Les premiers juges ont par une motivation précise et circonstanciée que la cour fait sienne exactement évalué les chefs de demande suivants, de sorte que les indemnités les compensant, seront confirmées:
- souffrances :....................................................................................................12 000 €
- préjudice d'agrément :....................................................................................... 2 500 €
---------
TOTAL : 19 660 €
Mme [U] recevra ainsi, en réparation de son préjudice corporel, une indemnité totale de 19 660 € , en deniers ou quittances.
Sur les demandes de la société AG2R :
Les demandes de la société AG2R, venant aux droits de la société PRIMALLIANCE PRÉVOYANCE, au titre des dépenses de santé, 1 890,04 € et des indemnités journalières, 15 686 €, versées avant la consolidation de la victime, non contestées, seront confirmées.

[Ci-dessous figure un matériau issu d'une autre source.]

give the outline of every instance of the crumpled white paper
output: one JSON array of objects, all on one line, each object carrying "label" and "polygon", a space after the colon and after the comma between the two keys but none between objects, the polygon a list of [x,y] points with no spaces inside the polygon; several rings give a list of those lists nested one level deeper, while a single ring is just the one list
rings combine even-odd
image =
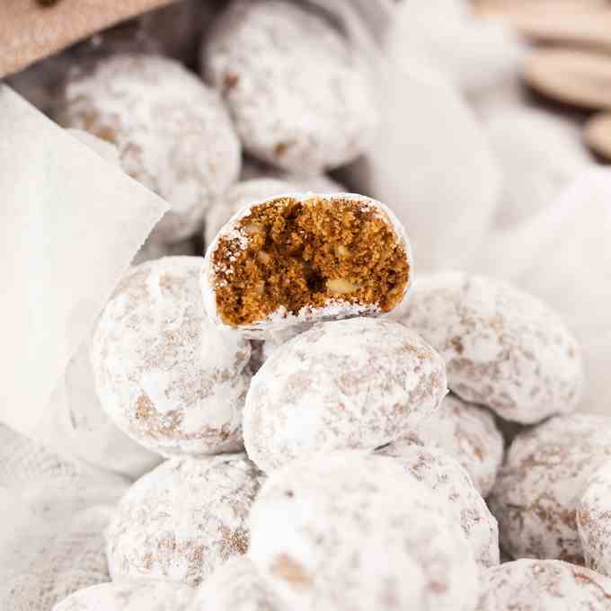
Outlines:
[{"label": "crumpled white paper", "polygon": [[0,420],[40,438],[68,360],[168,207],[3,85],[0,134]]}]

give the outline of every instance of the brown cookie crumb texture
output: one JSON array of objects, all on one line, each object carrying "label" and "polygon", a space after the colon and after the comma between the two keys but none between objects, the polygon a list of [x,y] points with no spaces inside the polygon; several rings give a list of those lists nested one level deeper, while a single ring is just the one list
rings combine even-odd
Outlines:
[{"label": "brown cookie crumb texture", "polygon": [[389,220],[361,202],[278,198],[253,207],[235,230],[213,254],[217,308],[233,326],[333,300],[389,312],[408,282],[407,255]]}]

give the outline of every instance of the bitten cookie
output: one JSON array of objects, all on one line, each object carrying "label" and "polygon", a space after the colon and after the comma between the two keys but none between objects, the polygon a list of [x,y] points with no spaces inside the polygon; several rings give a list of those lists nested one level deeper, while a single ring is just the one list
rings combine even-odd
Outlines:
[{"label": "bitten cookie", "polygon": [[[267,342],[262,350],[264,355],[270,351]],[[469,474],[484,498],[494,485],[503,459],[503,436],[492,414],[454,394],[446,395],[439,409],[402,441],[443,450]]]},{"label": "bitten cookie", "polygon": [[173,459],[141,477],[106,531],[112,580],[196,586],[244,553],[259,476],[254,465],[237,454]]},{"label": "bitten cookie", "polygon": [[248,556],[228,560],[199,586],[189,611],[284,611]]},{"label": "bitten cookie", "polygon": [[505,282],[461,272],[421,278],[402,318],[446,361],[465,401],[530,424],[579,405],[583,362],[560,317]]},{"label": "bitten cookie", "polygon": [[202,49],[244,149],[294,172],[342,165],[378,120],[375,81],[320,13],[278,0],[235,0]]},{"label": "bitten cookie", "polygon": [[471,611],[477,567],[438,498],[385,456],[297,460],[263,485],[250,557],[296,611]]},{"label": "bitten cookie", "polygon": [[168,581],[120,581],[79,589],[53,611],[187,611],[195,589]]},{"label": "bitten cookie", "polygon": [[165,456],[242,448],[251,347],[206,317],[201,272],[199,257],[132,268],[93,342],[103,409],[121,430]]},{"label": "bitten cookie", "polygon": [[373,450],[438,409],[441,358],[392,321],[320,323],[278,348],[252,378],[244,444],[265,472],[324,450]]},{"label": "bitten cookie", "polygon": [[611,462],[588,483],[577,508],[586,565],[611,576]]},{"label": "bitten cookie", "polygon": [[475,562],[499,564],[499,526],[468,474],[442,450],[391,443],[376,454],[395,459],[411,475],[432,490],[472,547]]},{"label": "bitten cookie", "polygon": [[389,312],[411,265],[403,226],[378,201],[291,195],[253,203],[225,226],[206,253],[202,291],[212,321],[257,337]]},{"label": "bitten cookie", "polygon": [[514,558],[582,564],[576,510],[588,481],[611,457],[611,419],[553,418],[516,437],[488,499],[500,545]]},{"label": "bitten cookie", "polygon": [[607,611],[611,580],[558,560],[518,560],[482,573],[476,611]]},{"label": "bitten cookie", "polygon": [[194,234],[240,172],[240,143],[216,93],[168,58],[116,55],[72,73],[56,119],[114,144],[123,170],[170,202],[158,240]]}]

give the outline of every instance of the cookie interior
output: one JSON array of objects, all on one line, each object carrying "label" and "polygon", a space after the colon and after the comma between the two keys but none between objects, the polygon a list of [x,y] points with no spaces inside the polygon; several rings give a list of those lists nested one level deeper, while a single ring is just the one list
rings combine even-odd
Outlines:
[{"label": "cookie interior", "polygon": [[388,312],[408,282],[407,254],[385,212],[347,197],[279,197],[253,206],[212,253],[217,309],[248,325],[284,306],[341,300]]}]

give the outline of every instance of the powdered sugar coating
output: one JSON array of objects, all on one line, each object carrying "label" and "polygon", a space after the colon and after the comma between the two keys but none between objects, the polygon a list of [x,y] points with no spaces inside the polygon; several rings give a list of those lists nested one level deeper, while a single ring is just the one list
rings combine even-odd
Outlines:
[{"label": "powdered sugar coating", "polygon": [[279,0],[234,0],[202,49],[244,149],[314,173],[356,158],[378,120],[356,48],[320,14]]},{"label": "powdered sugar coating", "polygon": [[446,392],[441,358],[402,325],[323,323],[278,348],[253,376],[244,445],[265,472],[325,450],[373,450],[437,410]]},{"label": "powdered sugar coating", "polygon": [[163,241],[195,233],[240,172],[240,143],[217,93],[166,58],[116,55],[74,73],[57,118],[114,143],[125,172],[172,204],[155,230]]},{"label": "powdered sugar coating", "polygon": [[395,461],[297,460],[263,485],[249,555],[296,611],[470,611],[477,567],[438,498]]},{"label": "powdered sugar coating", "polygon": [[576,340],[509,284],[461,272],[419,278],[402,322],[444,358],[450,390],[522,423],[574,411],[583,390]]},{"label": "powdered sugar coating", "polygon": [[500,562],[499,526],[468,474],[441,450],[391,443],[376,454],[395,458],[439,498],[439,506],[460,525],[481,568]]},{"label": "powdered sugar coating", "polygon": [[237,454],[172,459],[141,477],[106,532],[111,578],[198,585],[244,553],[259,474]]},{"label": "powdered sugar coating", "polygon": [[297,184],[274,178],[236,182],[206,213],[206,244],[212,244],[223,226],[244,206],[298,190],[300,187]]},{"label": "powdered sugar coating", "polygon": [[169,581],[101,583],[75,592],[53,611],[186,611],[194,594]]},{"label": "powdered sugar coating", "polygon": [[577,508],[586,566],[611,577],[611,461],[597,471]]},{"label": "powdered sugar coating", "polygon": [[[264,355],[270,350],[267,344]],[[419,422],[403,442],[446,452],[469,474],[484,498],[494,485],[505,449],[492,414],[454,394],[446,395],[439,409]]]},{"label": "powdered sugar coating", "polygon": [[283,611],[248,556],[231,558],[199,586],[189,611]]},{"label": "powdered sugar coating", "polygon": [[98,395],[125,433],[163,456],[242,448],[250,344],[203,312],[199,257],[132,268],[93,338]]},{"label": "powdered sugar coating", "polygon": [[482,575],[476,611],[607,611],[611,580],[558,560],[518,560]]},{"label": "powdered sugar coating", "polygon": [[582,564],[576,509],[592,474],[611,457],[611,419],[557,416],[515,438],[488,503],[514,558]]},{"label": "powdered sugar coating", "polygon": [[[403,288],[403,295],[402,301],[395,306],[399,308],[401,304],[408,298],[410,288],[412,287],[412,276],[413,274],[413,257],[412,255],[412,247],[409,239],[405,234],[405,229],[399,222],[394,213],[386,206],[376,199],[359,195],[357,193],[287,193],[291,198],[295,198],[297,201],[306,203],[309,200],[327,200],[332,202],[334,199],[348,200],[354,204],[355,207],[362,210],[373,210],[376,215],[384,219],[388,226],[392,227],[393,232],[396,237],[397,243],[403,247],[405,252],[407,262],[410,266],[410,274],[407,283]],[[217,234],[216,238],[212,244],[208,244],[206,251],[206,257],[204,260],[204,273],[201,275],[201,291],[204,298],[204,306],[206,312],[210,320],[220,326],[226,326],[232,329],[238,329],[244,337],[252,339],[265,339],[266,337],[272,337],[274,333],[286,332],[289,327],[301,327],[311,324],[322,320],[337,320],[341,318],[348,318],[350,316],[370,315],[377,316],[382,314],[378,304],[360,305],[352,304],[344,299],[332,298],[328,299],[323,307],[303,307],[298,313],[293,314],[288,312],[286,308],[279,307],[276,312],[270,314],[266,319],[258,321],[252,324],[244,324],[238,327],[231,327],[225,323],[217,310],[217,271],[213,263],[213,257],[215,250],[218,247],[219,242],[222,238],[230,237],[240,241],[243,248],[246,248],[248,240],[250,239],[248,234],[243,229],[238,229],[239,222],[251,213],[251,209],[254,206],[264,203],[272,202],[275,198],[268,198],[263,200],[252,202],[250,206],[243,208],[237,212]]]}]

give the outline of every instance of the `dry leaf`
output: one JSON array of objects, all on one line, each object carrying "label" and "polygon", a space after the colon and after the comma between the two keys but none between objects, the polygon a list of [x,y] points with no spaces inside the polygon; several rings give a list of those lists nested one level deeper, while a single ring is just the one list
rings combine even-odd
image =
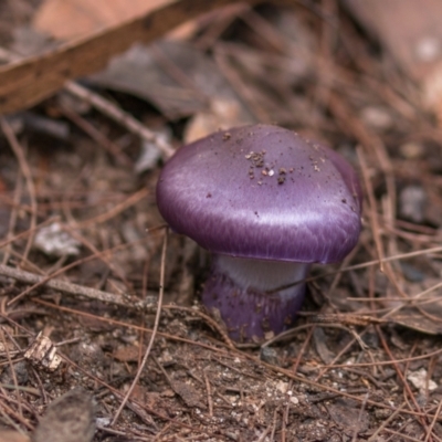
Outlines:
[{"label": "dry leaf", "polygon": [[46,0],[33,27],[54,39],[71,40],[144,15],[171,0]]},{"label": "dry leaf", "polygon": [[[262,0],[243,0],[257,4]],[[35,105],[66,81],[105,67],[112,56],[134,42],[151,42],[177,25],[234,0],[181,0],[86,39],[66,43],[41,56],[0,67],[0,114]],[[291,0],[278,0],[278,3]]]}]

Elle recevra également la somme totale de 73 200 € au titre des compléments d'indemnités journalières et de la rente complémentaire d'invalidité versés à la victime après la consolidation, soit une somme totale de 90 776,04 qui portera intérêts au taux légal à compter du 3 septembre 2009, date de la demande en paiement.
Sur la capitalisation des intérêts :
Il sera fait droit à cette demande présentée par la société AG2R, dans les conditions prévues par l'article 1154 du code civil.
Sur l'article 700 du code de procédure civile :
Il serait inéquitable de laisser à la charge de la victime et de la société AG2R l'intégralité des frais et honoraires exposés par elles et non compris dans les dépens. Les sommes fixées de ce chef par le premier juge seront confirmées et il leur sera alloué en cause d'appel, la somme complémentaire de 2 000 € à chacune .
Les mêmes considérations ne conduisent pas à faire droit à la demande du même chef de M. [W] et la société PACIFICA .
PAR CES MOTIFS
Confirme le jugement en ses dispositions concernant la responsabilité, la créance de la CPAM de la Savoie, l'article 700 du code de procédure civile et les dépens ;
Et statuant à nouveau dans cette limite :
Condamne in solidum M. [X] [W] et la société PACIFICA à verser, en deniers ou quittances, provisions et sommes versées en vertu de l'exécution provisoire non déduites, à :
- Mme [H] [U] :
* la somme de 19 660 € en réparation de son préjudice corporel, ladite somme augmentée des intérêts au taux légal à compter du jugement à concurrence des sommes allouées par celui-ci et à compter du présent arrêt pour le surplus ;
* la somme complémentaire de 2 000 € sur le fondement de l'article 700 du code de procédure civile ;
- la société AG2R :
* la somme de 90 776,04 € en remboursement des prestations versées à la victime avec intérêts au taux légal à compter du 3 septembre 2009, jour de la demande ;
* la somme complémentaire de 2 000 € en application de l'article 700 du code de procédure civile ;
Dit que les intérêts échus des capitaux dus à la société AG2R produiront intérêts dans les conditions fixées par l'article 1154 du code civil ;
Condamne in solidum M. [X] [W] et la société PACIFICA aux dépens d'appel qui seront recouvrés conformément aux dispositions de l'article 699 du code de procédure civile.